A lot of eco-minded people will avoid purchasing items that they know will end up in the garbage. But do they react in the opposite way when consuming items that can be recycled? That seems to be the indication from a study published recently in the Journal of Consumer Psychology.
The research was conducted by Jesse Catlin, an assistant professor at Washington State University Tri-Cities, and Yitong Wang, an assistant professor at Tsinghua University in Beijing, China. They conducted two experiments to find out how much paper people used if they had the option to recycle their waste.

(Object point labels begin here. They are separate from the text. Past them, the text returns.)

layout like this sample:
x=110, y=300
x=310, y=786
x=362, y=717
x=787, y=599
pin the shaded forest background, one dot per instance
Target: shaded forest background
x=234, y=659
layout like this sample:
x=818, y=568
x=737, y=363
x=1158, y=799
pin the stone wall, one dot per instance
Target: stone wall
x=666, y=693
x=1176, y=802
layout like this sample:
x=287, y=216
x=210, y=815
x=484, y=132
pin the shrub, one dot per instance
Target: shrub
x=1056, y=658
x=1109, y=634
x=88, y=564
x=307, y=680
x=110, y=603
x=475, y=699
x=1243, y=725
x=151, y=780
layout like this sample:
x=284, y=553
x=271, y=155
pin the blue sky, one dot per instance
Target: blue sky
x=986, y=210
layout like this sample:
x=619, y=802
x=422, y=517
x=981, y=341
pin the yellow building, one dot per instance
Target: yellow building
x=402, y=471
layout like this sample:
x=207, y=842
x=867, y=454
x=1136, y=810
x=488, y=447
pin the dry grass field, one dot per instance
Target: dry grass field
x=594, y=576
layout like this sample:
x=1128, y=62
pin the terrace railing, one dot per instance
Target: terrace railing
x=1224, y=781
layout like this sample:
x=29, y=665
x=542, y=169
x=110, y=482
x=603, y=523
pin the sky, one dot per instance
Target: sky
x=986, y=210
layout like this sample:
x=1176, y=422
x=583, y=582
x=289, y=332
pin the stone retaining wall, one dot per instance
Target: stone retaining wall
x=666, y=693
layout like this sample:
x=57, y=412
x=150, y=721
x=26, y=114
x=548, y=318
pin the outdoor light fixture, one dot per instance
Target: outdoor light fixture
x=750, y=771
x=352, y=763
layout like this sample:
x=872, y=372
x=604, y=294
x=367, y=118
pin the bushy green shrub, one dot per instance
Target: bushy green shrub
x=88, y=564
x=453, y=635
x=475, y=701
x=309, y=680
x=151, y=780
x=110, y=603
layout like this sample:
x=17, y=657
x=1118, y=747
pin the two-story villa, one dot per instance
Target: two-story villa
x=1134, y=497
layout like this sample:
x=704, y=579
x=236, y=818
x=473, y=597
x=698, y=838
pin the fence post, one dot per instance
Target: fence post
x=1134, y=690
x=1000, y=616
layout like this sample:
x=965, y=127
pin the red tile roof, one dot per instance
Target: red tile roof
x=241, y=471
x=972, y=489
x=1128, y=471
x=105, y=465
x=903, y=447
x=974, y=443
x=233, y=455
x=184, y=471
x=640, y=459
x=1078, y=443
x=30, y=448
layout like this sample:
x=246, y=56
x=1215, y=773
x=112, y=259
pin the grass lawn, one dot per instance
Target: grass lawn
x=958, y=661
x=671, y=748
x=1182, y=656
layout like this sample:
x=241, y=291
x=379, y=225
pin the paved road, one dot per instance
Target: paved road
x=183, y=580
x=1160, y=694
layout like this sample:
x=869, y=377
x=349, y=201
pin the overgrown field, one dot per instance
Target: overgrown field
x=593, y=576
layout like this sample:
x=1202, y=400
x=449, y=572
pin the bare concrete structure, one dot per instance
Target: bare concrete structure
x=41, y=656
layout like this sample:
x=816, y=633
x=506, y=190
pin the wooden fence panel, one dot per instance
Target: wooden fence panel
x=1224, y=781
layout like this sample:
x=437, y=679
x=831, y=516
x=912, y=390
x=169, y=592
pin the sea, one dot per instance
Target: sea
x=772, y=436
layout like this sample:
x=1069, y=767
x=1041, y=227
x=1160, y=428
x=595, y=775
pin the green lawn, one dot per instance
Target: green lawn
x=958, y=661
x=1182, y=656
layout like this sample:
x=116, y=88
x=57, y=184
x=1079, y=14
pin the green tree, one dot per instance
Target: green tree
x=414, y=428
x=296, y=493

The studies were partially funded by the Newkirk Center for Science and Society, which focuses on issues such as health, environment, community and quality of life.
In the first experiment, two groups of graduate students — who did not know the nature of the study — were given the task of evaluating a pair of scissors by cutting up as much paper as they could, then disposing of the paper. One group had a waste basket for that part of the task, while the second group had both a wastebasket and a recycling bucket. The group that had an option to throw their waste out in a recycling bucket chopped up nearly three times as much paper.
In the second experiment the researchers staked out a men’s restroom for 30 days and monitored how many paper towels were used. For the first 15 days of the experiment the restroom only had a waste basket. For the second 15 days, they added a recycling bin. The amount of paper used per person during the second 15 days was 14 percent more.
The researchers calculated that the restroom would use 12,500 more paper towels per year in the second scenario.
The researchers also asked their undergrads who conducted the scissor experiment to fill out a questionnaire about their “green” behaviors. They linked the answers with previous studies that showed how people who try to behave in an eco-friendly manner often trade off and rationalize their behavior, such as saying it is okay to do a non-green thing because something else they do balances it out. In this case, they concluded that the people in the experiment used the recycling option as a way to allow themselves to use more waste because it was going to be recycled.
As the authors write, “we propose that the ability to recycle may lead to increased resource usage compared to when a recycling option is not available.” They say their paper has potential implications for further research and for policy-making, such as whether or not recycling should be available in certain situations.